D. MAP3K8 expression levels are elevated in myeloma cells compared to non-lymphoid and non-haematopoietic tumour cells. MAP3K8 transcript expression data in multiple myeloma, leukaemia, lymphoma and solid tumour cell lines. Results are depicted in boxplots, which highlight the median and interquartile range of expression of MAP3K8 in each group. The whiskers of each boxplot represent the minimum and maximum expression of MAP3K8 for the respective group. The values for the log2-transformed median-centered expression of MAP3K8 transcript among myeloma cell lines was higher compared to solid tumours (p<0.0001, Kruskal-Wallis test for one-way analysis of variance, and p<0.05, post-hoc Dunn's multiple comparison test).
E. MAP3K8 protein expression and ERK activation in primary myeloma tumour cells. Lysates from primary CD138+ myeloma tumour cells were immunoblotted using antisera against total MAP3K8, phospho-ERK, total ERK and GAPDH as a loading control. In myeloma cells, the p58 MAP3K8 isoform was preferentially expressed.
F. MAP3K8 promotes ERK and JNK activation in response to TNF receptor stimulation in myeloma cells. MM1.S cells were serum-starved overnight in the presence or absence of MAP3K8 inhibitor (5 µM). A 5-min pulse of recombinant human TNFα (50 ng/ml) was given at the end of the incubation and cells were immediately lysed in protein buffer. MAP3K8 inhibition resulted in a reduction of phospho-ERK and phospho-JNK induction following stimulation with TNFα whereas p38MAPK activation status remained unaffected.

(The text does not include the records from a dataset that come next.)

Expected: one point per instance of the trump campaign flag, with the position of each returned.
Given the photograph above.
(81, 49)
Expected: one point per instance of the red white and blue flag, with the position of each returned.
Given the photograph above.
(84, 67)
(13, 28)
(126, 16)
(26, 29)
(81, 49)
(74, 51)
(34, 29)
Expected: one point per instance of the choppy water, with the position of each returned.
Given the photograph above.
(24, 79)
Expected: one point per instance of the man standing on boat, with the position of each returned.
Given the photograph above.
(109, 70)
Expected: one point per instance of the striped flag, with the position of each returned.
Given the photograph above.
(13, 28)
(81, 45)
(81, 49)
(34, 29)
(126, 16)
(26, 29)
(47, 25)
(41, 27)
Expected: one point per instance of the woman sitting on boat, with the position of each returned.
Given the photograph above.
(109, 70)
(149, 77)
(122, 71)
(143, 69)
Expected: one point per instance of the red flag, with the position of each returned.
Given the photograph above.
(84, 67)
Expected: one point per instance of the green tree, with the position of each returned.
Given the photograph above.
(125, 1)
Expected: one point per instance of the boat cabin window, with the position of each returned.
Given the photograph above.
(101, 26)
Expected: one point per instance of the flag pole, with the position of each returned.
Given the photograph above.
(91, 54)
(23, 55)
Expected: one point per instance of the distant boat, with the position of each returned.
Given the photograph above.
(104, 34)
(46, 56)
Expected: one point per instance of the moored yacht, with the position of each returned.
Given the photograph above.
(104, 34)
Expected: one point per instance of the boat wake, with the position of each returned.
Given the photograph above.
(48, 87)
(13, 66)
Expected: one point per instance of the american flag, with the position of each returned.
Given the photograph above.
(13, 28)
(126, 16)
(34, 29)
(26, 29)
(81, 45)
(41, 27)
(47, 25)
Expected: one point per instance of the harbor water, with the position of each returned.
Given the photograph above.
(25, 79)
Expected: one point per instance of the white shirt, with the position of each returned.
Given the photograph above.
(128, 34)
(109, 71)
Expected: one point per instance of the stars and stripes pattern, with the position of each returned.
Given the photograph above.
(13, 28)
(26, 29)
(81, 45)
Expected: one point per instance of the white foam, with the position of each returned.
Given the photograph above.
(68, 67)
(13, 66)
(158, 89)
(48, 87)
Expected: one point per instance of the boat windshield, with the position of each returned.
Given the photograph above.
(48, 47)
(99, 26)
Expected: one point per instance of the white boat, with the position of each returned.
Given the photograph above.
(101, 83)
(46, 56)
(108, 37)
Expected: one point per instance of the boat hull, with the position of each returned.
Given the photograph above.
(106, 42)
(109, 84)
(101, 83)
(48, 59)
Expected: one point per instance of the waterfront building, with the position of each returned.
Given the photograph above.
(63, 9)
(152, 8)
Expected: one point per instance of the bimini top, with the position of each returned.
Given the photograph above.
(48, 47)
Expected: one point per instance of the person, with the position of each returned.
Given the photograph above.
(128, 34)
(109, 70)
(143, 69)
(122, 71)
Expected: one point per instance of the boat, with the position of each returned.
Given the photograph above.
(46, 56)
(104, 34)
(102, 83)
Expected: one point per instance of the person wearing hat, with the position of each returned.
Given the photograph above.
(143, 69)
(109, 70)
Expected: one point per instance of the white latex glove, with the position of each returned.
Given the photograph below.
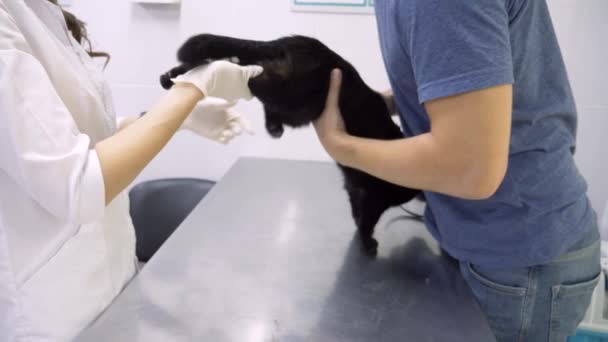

G. Treatment of myeloma cells with a small-molecule MAP3K8 kinase inhibitor results in dose-dependent reduction in phosphorylation of the MAP3K8 direct substrate, MEK. U266 myeloma cells were incubated with escalating concentrations of MAP3K8 inhibitor for 24 h in the presence of continuous mitogenic stimulation (10% fetal calf serum). Whole cell lysates were subsequently immunoblotted and probed with antisera against phospho-MEK1/2 and total MEK1/2. DMSO, dimethyl sulfoxide.